どう見てもシェーバーの柄にしか見えないんですが、カッターなんです。
住友3M「Scotch ペーパーカッター」(600円)。紙を本体のスキマにはさめて押し進んでいくことで紙が切れるというお手軽アイテムとして発売中の製品です。カッターというよりもはさみとカッターの間のような感覚で、はさみの刃を開いたままスーッと押し進んでいくイメージを思い浮かべるとわかりやすいと思います。ちょっとした雑誌の切り抜きやお菓子の封がなかなか切れない時などに。はさみよりも軽量、コンパクトで、カッターマットもいらないので持ち運びには便利です。
見た目がシェーバーの柄だけあってグリップ感はしっかり。コツとしては押し込む時に少し寝かせるようにすると気持ちよく切り抜くことができます。刃はカバーされているので子どもが使っても安心、安全な設計になってるところも持ち味の1つ。ただ、そのカバーのせいで刃の周りが見えにくい面もあり、細かいコントロールは難しいところ。用紙をはさみ込む力が強いので新聞のような薄い紙も苦手な印象があり、おおざっぱな直線カット向けというところでしょう。

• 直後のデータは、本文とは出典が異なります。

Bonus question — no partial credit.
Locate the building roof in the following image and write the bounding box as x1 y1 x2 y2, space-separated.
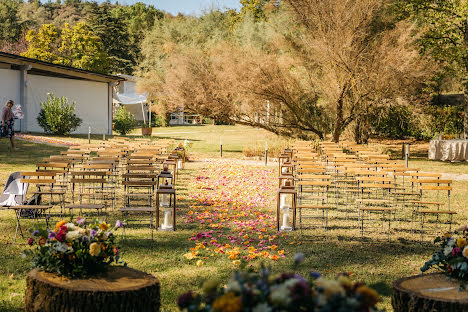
0 51 125 83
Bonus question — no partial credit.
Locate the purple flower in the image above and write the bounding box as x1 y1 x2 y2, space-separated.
32 230 39 236
27 238 35 246
76 217 85 225
48 232 56 239
177 291 195 309
115 220 123 228
90 229 97 237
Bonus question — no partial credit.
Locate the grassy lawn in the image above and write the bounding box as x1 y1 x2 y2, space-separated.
0 127 467 311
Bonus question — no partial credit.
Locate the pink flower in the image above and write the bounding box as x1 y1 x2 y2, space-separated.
452 247 462 255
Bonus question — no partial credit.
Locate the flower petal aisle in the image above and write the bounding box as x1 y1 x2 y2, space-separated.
16 133 79 147
183 159 298 265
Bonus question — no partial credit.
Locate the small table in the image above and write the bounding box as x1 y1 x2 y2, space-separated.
429 140 468 161
8 205 52 242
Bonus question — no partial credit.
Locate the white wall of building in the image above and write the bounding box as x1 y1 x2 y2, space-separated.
0 68 111 134
0 68 22 131
27 74 109 134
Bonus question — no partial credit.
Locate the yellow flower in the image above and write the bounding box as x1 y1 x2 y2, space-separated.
54 220 66 232
457 238 467 248
444 232 452 239
196 260 204 267
89 242 101 256
212 292 242 312
99 222 110 231
232 260 241 265
463 246 468 258
184 252 197 260
270 245 278 250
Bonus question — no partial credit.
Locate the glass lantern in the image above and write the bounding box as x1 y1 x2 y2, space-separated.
276 180 297 231
156 182 176 231
157 166 174 187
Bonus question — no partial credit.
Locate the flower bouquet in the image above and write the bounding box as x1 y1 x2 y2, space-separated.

シェーバーの柄は嫌だぞ!という人に「CLIPPING CUTTER」というのがありました。同じように紙をはさみ込んで切るタイプで、パッケージには「NEWS PAPER」なんて書いてるので新聞紙の切り抜き用として作られた製品なのでしょう。見た目はアルミ軸でねじ込み式キャップとなかなかの高級感。シンプルな見た目なのでグリップ感に関しては少々見劣りするものの、刃の真ん中が空洞になってるので切ってる位置を確認しながら押し進められるのがいいところ。はさみ込む力も「Scotch ペーパーカッター」よりは弱めでコントロールしやすく、直線はもちろん苦手な曲線も意外ときれいに切り抜いてくれます。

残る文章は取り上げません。